Hence Silver’s mad-as-hell tweet at 1:27 that afternoon: “The. Polls. Have. Stopped. Making. Any. Sense.”

After Obama, Silver may have been the biggest winner of the 2008 elections. A statistician who hadn’t yet turned 30 (and who, for his day job in Chicago, wrote and edited for Baseball Prospectus), Silver began the campaign as one of the hundreds of anonymous, unpaid “diarists” on the Daily Kos website. There, writing under the pseudonym “poblano,” he dissected the political polls in meticulous, downright obsessive detail—sorting the good ones from the bad ones and bringing a level of empirical rigor to his analysis that was heretofore unknown in the world of political punditry. Where most commentators were content to frame the Democratic primary as a contest between Obama’s call for change and Hillary Clinton’s appeal to experience—and made their predictions as to who would prevail based on which message they felt was more potent—Silver was offering up stuff like:

“The basic technique here is multiple regression analysis. I took a look at a whole number of independent variables, and tried to gauge their effect on one dependent variable: Obama’s two-way vote share. By ‘two-way vote share,’ I mean the proportion Obama got of the (Obama + Hillary) votes; essentially we’re throwing the Edwards, Richardson, Biden, etc. votes out. So in New Hampshire, Obama’s two-way vote share is 48.3 percent, and Hillary’s is 51.7 percent—much higher than their multi-way vote share.”

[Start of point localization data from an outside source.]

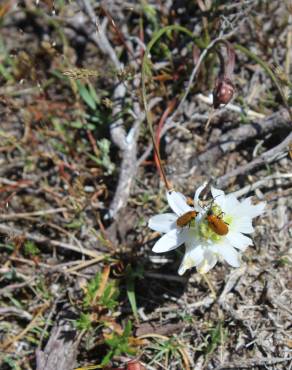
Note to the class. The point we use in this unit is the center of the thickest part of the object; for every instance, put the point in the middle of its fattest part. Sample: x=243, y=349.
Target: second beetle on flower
x=211, y=233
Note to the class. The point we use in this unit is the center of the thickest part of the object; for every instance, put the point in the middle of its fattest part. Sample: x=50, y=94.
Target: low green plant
x=119, y=344
x=30, y=249
x=104, y=157
x=108, y=298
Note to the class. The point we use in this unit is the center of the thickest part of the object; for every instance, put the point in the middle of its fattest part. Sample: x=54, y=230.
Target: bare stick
x=266, y=157
x=11, y=231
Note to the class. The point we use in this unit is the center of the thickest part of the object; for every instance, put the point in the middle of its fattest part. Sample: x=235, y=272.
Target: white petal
x=254, y=211
x=170, y=241
x=219, y=197
x=209, y=261
x=230, y=255
x=238, y=240
x=192, y=257
x=163, y=223
x=178, y=202
x=198, y=192
x=242, y=225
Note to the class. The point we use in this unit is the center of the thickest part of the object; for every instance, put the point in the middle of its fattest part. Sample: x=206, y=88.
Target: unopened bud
x=223, y=92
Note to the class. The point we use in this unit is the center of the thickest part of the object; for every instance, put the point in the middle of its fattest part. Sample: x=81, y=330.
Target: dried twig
x=266, y=157
x=43, y=240
x=127, y=143
x=251, y=363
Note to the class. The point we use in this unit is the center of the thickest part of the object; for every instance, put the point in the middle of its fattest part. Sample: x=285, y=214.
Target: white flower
x=204, y=244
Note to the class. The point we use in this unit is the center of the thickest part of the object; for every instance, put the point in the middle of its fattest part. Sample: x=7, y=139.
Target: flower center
x=206, y=231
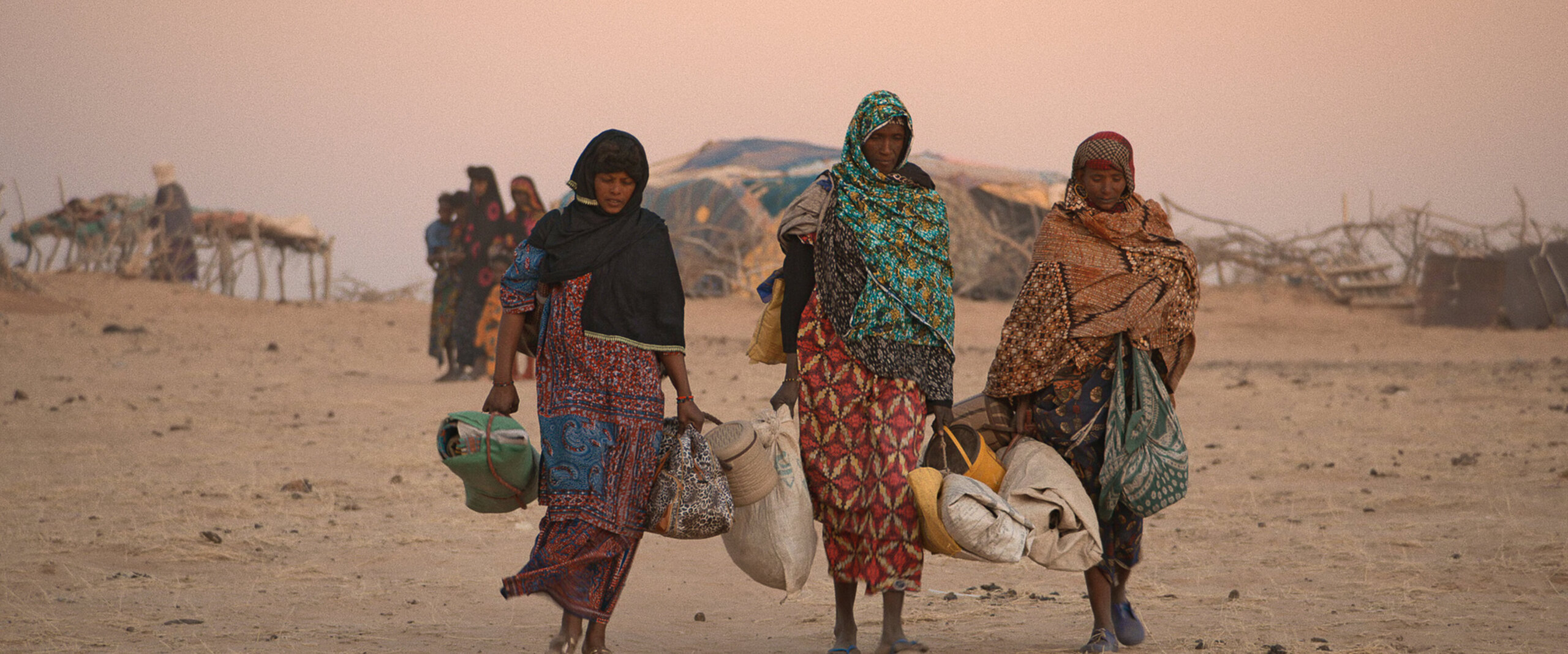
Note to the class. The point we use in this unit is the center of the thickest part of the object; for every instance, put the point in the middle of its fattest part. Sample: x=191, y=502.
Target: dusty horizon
x=360, y=115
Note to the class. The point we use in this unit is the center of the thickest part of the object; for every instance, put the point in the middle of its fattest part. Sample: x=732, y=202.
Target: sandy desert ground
x=1360, y=485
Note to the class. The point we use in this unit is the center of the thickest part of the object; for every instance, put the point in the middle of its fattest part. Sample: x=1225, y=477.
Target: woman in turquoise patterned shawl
x=867, y=329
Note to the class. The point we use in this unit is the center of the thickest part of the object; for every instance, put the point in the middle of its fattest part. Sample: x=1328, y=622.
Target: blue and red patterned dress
x=601, y=406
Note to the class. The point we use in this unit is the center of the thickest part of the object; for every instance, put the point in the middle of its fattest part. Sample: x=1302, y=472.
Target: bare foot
x=902, y=645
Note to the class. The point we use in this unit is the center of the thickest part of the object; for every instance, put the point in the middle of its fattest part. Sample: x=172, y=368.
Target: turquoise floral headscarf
x=902, y=234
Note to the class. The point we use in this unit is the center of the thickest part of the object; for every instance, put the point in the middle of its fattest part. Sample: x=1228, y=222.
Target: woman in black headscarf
x=482, y=225
x=612, y=322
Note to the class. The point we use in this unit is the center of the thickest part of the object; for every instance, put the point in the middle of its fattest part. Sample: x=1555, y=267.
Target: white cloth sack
x=1043, y=489
x=981, y=521
x=774, y=540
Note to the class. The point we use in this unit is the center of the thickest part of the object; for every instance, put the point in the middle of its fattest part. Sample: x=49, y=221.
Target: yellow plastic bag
x=767, y=339
x=984, y=466
x=925, y=484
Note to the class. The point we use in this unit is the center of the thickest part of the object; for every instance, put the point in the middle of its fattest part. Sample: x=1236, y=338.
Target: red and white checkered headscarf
x=1102, y=151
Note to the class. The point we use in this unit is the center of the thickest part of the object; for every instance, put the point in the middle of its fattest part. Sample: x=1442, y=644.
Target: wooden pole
x=326, y=270
x=226, y=261
x=309, y=265
x=52, y=251
x=256, y=248
x=283, y=257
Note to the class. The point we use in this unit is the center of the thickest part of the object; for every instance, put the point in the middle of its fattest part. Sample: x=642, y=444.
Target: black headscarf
x=636, y=292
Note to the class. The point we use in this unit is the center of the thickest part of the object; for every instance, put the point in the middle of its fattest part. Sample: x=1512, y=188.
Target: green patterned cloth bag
x=1145, y=457
x=494, y=458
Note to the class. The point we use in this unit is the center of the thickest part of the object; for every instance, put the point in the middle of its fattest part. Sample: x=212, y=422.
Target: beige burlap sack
x=982, y=523
x=774, y=540
x=1043, y=489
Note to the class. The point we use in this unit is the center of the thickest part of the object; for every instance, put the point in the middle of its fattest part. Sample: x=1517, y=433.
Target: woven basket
x=747, y=462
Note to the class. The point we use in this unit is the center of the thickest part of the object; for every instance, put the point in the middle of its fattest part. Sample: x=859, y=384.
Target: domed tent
x=723, y=200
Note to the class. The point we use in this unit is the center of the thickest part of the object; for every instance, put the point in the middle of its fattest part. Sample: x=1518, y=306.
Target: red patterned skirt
x=860, y=436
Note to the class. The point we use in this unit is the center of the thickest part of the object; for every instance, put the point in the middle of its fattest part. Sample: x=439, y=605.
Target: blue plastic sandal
x=1101, y=641
x=1129, y=629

And using it to make uncannily accurate forecasts—projecting, for instance, that Obama would win 833 Super Tuesday delegates, which was just fourteen delegates off Obama’s actual haul that day. It was an approach that resonated with a new group of young, web-savvy political junkies who favored charts and graphs over platitudes and clichés (and many of whom, like Silver himself, favored Obama over Hillary). “Poblano” gained enough of a following that, in March 2008, he abandoned Daily Kos, and eventually his pseudonym, to start his own website, (538 being the total number of votes in the Electoral College). He also came to the attention of the Obama campaign, which, as Sasha Issenberg reveals in his new book, The Victory Lab, shared its internal polling with Silver, who signed a confidentiality agreement with the campaign so that he could analyze the data. Before long, there was a Silver-worshipping Facebook group—There’s a 97.3 Percent Chance That Nate Silver Is Totally My Boyfriend—and TEAM NATE SILVER T-shirts. If Shepard Fairey’s HOPE posters spoke to the Obamanauts’ ids, Silver’s regression analyses tickled their superegos. His legend only grew when, on Election Night, he accurately predicted the results in 49 states and Obama’s popular vote within 1.1 percent.